Harbor Commissioners for the ports of Long Beach and Los Angeles have approved measures to ensure new trucks just entering drayage service meet the cleanest engine standards, a step designed to accelerate the reduction of harmful air emissions from trucks.
The move will require new trucks that visit marine terminals to be 2014 model year or newer. The requirement takes effect Oct. 1, 2018, and applies only to trucks that are not currently registered in the Ports Drayage Truck Registry (PDTR).
The Los Angeles Board of Harbor Commissioners approved the tariff amendment on June 21. The Long Beach Board of Harbor Commissioners took a similar action on June 25. Final approval is expected in July.
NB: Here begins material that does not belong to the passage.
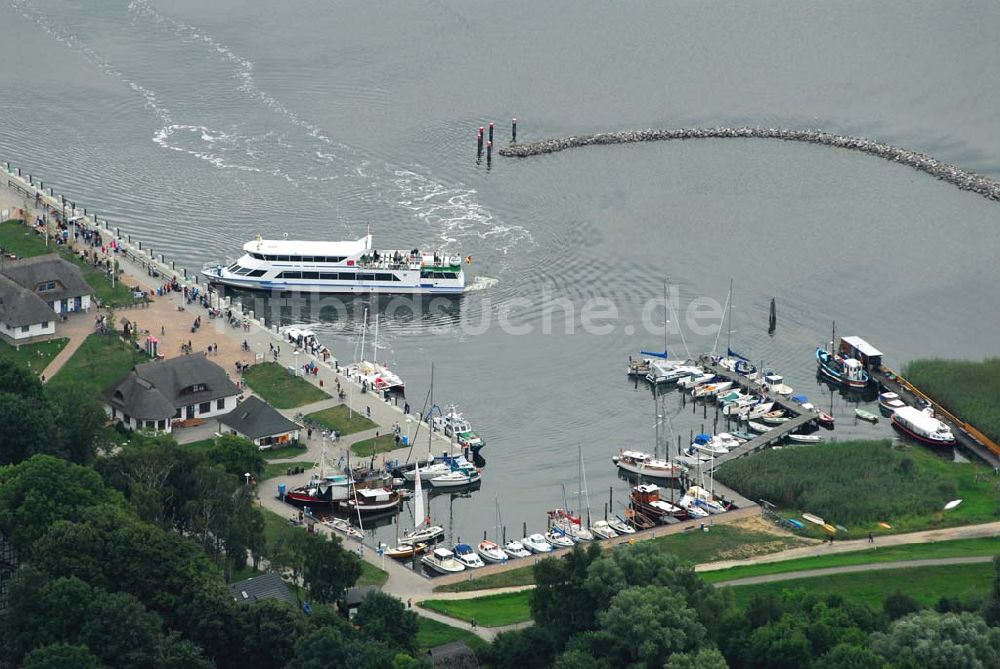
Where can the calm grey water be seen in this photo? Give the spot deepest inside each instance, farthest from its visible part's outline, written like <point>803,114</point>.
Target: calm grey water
<point>195,126</point>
The requirement does not apply to trucks already registered in the PDTR and current on their annual registration dues; those trucks will be able to continue operating. All trucks in port service are currently required to be 2007 model year or newer. About half of the trucks registered in the PDTR are at least 2010 model year.
The two neighboring ports coordinate on truck standards and other air quality measures as part of the San Pedro Bay Ports Clean Air Action Plan (CAAP). The tariff change is the first in a series of near-term and long-term steps the ports are taking to advance clean truck progress under the 2017 CAAP Update, approved last November. New strategies seek to phase out older trucks, with a goal of transitioning to zero-emissions trucks by 2035.
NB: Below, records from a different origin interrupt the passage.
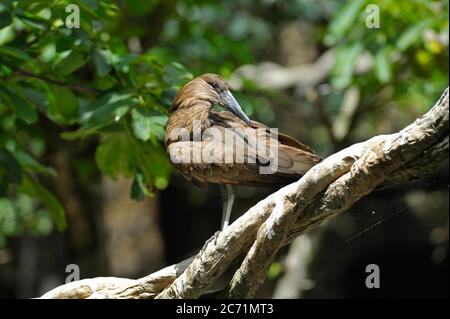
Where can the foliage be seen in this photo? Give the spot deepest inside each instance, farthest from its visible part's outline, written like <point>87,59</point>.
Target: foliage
<point>111,80</point>
<point>409,50</point>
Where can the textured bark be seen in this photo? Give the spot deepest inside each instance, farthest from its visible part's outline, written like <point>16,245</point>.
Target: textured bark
<point>328,189</point>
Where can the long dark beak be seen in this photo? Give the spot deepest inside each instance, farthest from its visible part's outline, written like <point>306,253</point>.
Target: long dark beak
<point>233,106</point>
Future steps include waiving the annual PDTR registration fee for near-zero and zero emissions trucks and charging a rate for cargo moves by truck with exemptions for trucks that meet near-zero and zero emissions standards. The latter is envisioned to begin in mid-2020. The ports will conduct a truck rate study and feasibility assessments prior to proposing rate changes. About 17,000 trucks are registered to work in the San Pedro Bay port complex.
Reducing pollution from heavy-duty trucks has played a major role in dramatic clean air progress at the San Pedro Bay Ports. Since 2005, the ports have reduced overall emissions of diesel particulate matter 87 percent, sulfur dioxide 97 percent and nitrogen oxides 56 percent, according to the most recent air emissions inventories.
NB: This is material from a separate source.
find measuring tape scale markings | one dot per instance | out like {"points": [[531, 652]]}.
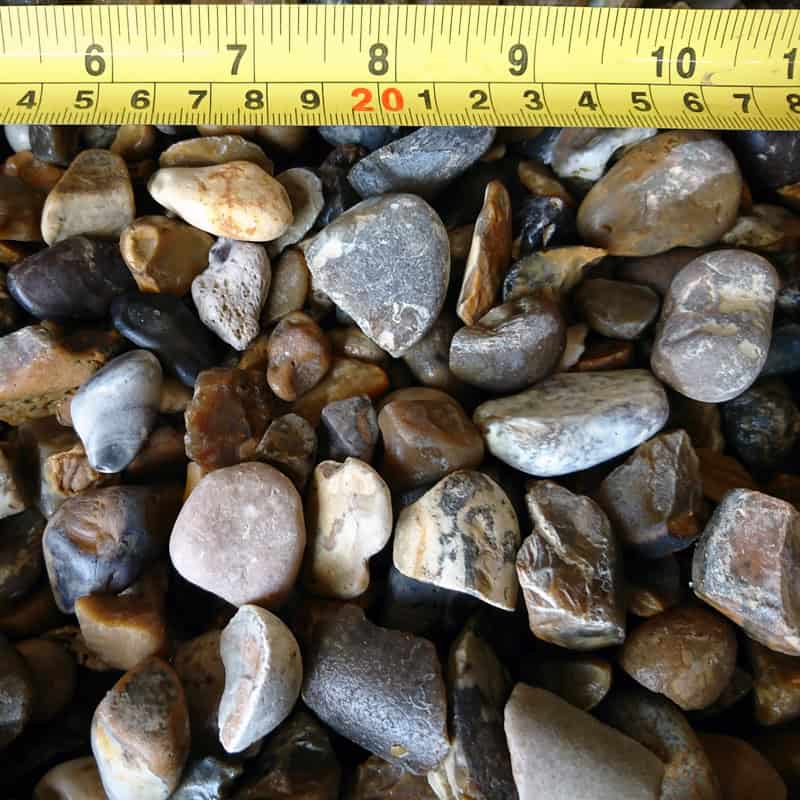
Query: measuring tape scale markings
{"points": [[400, 65]]}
The Port of Los Angeles and Port of Long Beach are the two largest ports in the nation, first and second respectively, and combined are the ninth-largest port complex in the world. The two ports handle nearly 40 percent of the nation’s total containerized import traffic and 25 percent of its total exports. Trade that flows through the San Pedro Bay ports complex generates more than 3 million jobs nationwide.